Tuesday, September 29, 2020

Validation


I always sweat a bit about reviews, and when Crossroad Press said they'd be sending a review copy of Fool's Run to Publisher's Weekly, I perspired a bit more. It's a natural move, but you never know what's going to be said.  

READ THE PW REVIEW

A friend who's also a publisher told me not to worry. Bad reviews can still mean sales and discovery by new readers. What a critic didn't like might be what a reader of the review is looking for. 

Brutal opening in a horror tale? Sign me up!

I guess all the sweating made the positive review all the more meaningful. 

Writing a novel is a bit like putting a puzzle together, and it's also about decisions and judgment. 

Once upon a time, I didn't think I had anything new to offer the detective novel.
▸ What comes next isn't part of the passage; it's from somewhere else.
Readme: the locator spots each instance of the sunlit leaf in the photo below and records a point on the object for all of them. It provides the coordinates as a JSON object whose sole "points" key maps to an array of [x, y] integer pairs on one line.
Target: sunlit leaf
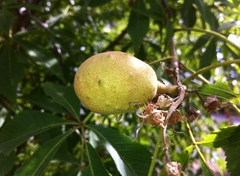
{"points": [[229, 139], [64, 96], [156, 10], [184, 157], [208, 56], [44, 102], [94, 3], [205, 168], [38, 163], [219, 89], [218, 138], [95, 167], [199, 43], [138, 24], [130, 157], [24, 125], [206, 13], [42, 56]]}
I wrote three trunk private eye novels starting in college and just after I started as a reporter. 

They primed me for writing the first novel that sold, Azarius, but I didn't feel I had anything new to offer the private eye tale. I put my Benjamin Ross stories away and moved on.
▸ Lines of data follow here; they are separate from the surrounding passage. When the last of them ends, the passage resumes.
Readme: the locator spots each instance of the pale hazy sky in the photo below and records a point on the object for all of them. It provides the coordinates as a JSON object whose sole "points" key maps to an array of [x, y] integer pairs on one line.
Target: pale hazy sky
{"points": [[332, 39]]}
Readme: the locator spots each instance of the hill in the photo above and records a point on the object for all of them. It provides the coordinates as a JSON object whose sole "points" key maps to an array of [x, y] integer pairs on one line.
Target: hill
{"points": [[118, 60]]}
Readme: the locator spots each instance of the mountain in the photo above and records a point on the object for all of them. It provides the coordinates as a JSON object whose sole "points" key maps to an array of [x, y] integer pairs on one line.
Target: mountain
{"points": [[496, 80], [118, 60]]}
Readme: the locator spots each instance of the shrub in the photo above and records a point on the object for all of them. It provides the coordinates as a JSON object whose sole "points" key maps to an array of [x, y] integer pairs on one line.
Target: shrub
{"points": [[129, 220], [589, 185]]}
ADD FOOL'S RUN ON GOODREADS

I returned to the form while teaching a mystery writing class and studying and codifying the mystery in its various forms for students. 
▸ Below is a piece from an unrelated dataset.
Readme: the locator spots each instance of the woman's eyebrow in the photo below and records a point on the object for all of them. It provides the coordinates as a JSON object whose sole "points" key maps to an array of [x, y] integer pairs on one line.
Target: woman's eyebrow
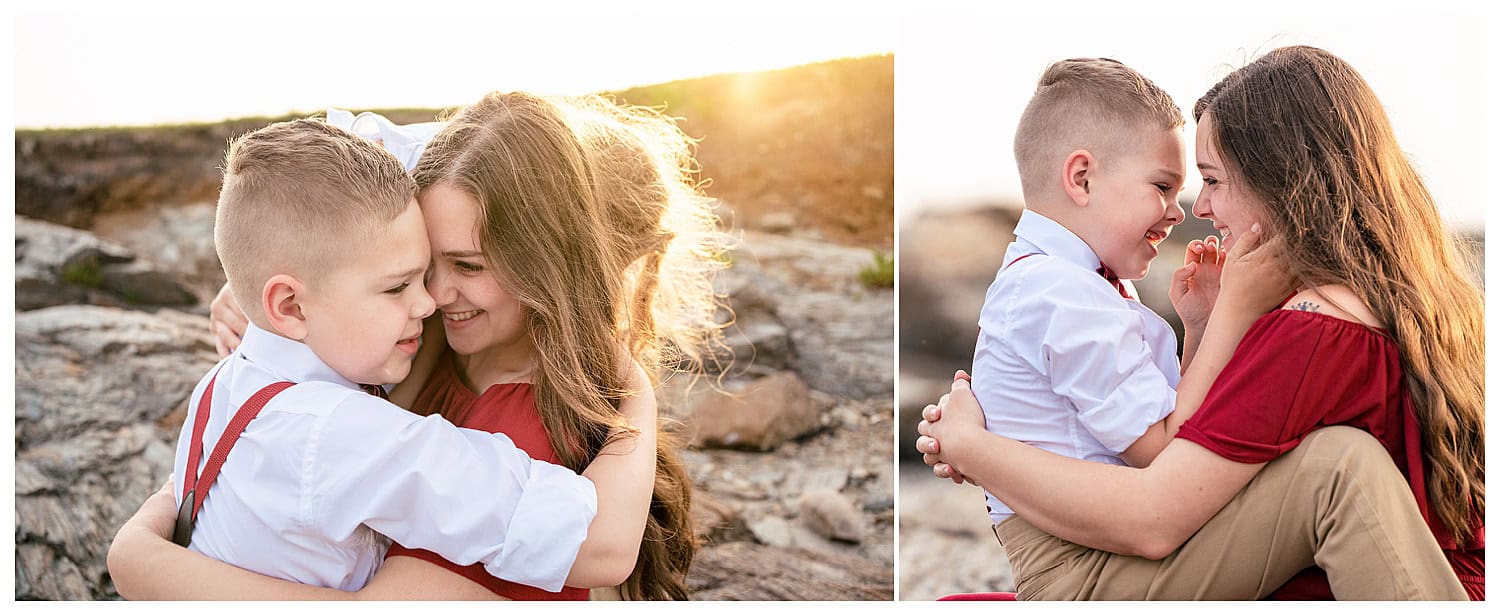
{"points": [[407, 275]]}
Si Reardon, hero of Fool's Run, took shape as a flawed former police officer on a dark mission. I didn't want him to simply go from one interview to another and piece a puzzle together.  I hoped to juggle the tropes of the mystery form a bit and swirl something a little different.

The reviewer from Publisher's Weekly seemed to get that. Someone will come along who doesn't love it, but so it goes.